ABJ, June 2022, Page 651


----------



## Lee Bussy (May 28, 2021)

I knew I saw that somewhere, thank you!


----------



## Amibusiness (Oct 3, 2016)

I usually work naked. It makes it much more exciting. 
I did see a video years ago of someone working bees naked. He was wearing a veil and said "always wear proper PPE, it would be very inconvenient to get stung in he eye."
Jk. But I do work in shirt sleeves, no gloves, no veil. When it is hot that is more comfortable. But veil is in the truck for when needed. I don't recall working without a shirt yet....


----------



## ursa_minor (Feb 13, 2020)

Amibusiness said:


> When it is hot that is more comfortable. But veil is in the truck for when needed.


Isn't having a veil in the truck kinda like having a lifejacket under the seat?  But I get that it is hotter in some places than others and those beekeeping suits are not made well for those areas.

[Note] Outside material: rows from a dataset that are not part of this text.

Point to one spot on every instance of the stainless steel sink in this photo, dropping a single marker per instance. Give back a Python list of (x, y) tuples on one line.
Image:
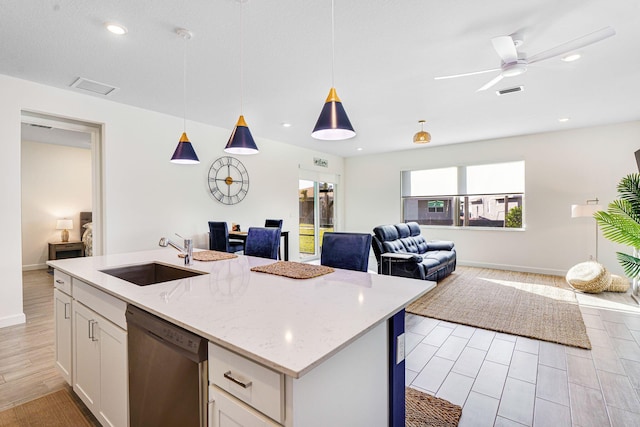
[(151, 273)]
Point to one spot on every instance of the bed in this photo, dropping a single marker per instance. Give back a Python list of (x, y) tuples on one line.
[(86, 231)]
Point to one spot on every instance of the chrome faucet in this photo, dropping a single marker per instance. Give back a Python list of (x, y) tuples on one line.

My first sting came yesterday putsing around the hives setting up a new one. All was fine and dandy until I started ripping off tuck tape. It makes a loud ripping sound and when I did it the first time I mused on how it might strike a bees senses, well I found out, the second riiiiiiiiiip and the guards were out letting me know that I needed to move on or put on PPE.


----------



## joebeewhisperer (May 13, 2020)

d3veg said:


>


Nah, since I got old and fat I’ve developed modesty. 😂

I do however work in short sleeves 95% of the time.


----------



## Amibusiness (Oct 3, 2016)

Well sometimes you get stung before putting veil on. However, often you can tell by the hive's intensity if you need a veil before you open them.....


----------



## Amibusiness (Oct 3, 2016)

Yes little bear, it is exactly like having a life vest under the seat. When I am on flat water it is more comfortable under the seat. If I know I am on a river and there may be rapids I will put it on. And a helmet too. And sometimes the lake turns into rapids very... ummm... rapidly!


----------



## ursa_minor (Feb 13, 2020)

Off topic, but I grew up at a lake. I remember sitting on the dock watching boats take the corner leading from one lake to the next. A boat sped too fast and I watched as a small child was flung out the side of the boat arms and legs flailing. Luckily she had a life jacket on and all was OK. Except maybe for the PTSD and an avoidance of watercraft.


----------



## Amibusiness (Oct 3, 2016)

True. My go to water craft is a canoe. And anyone small or inexperienced would be well advised to start with a life vest or veil, depending on hobby, until enough experience is gained to judge for yourself....


----------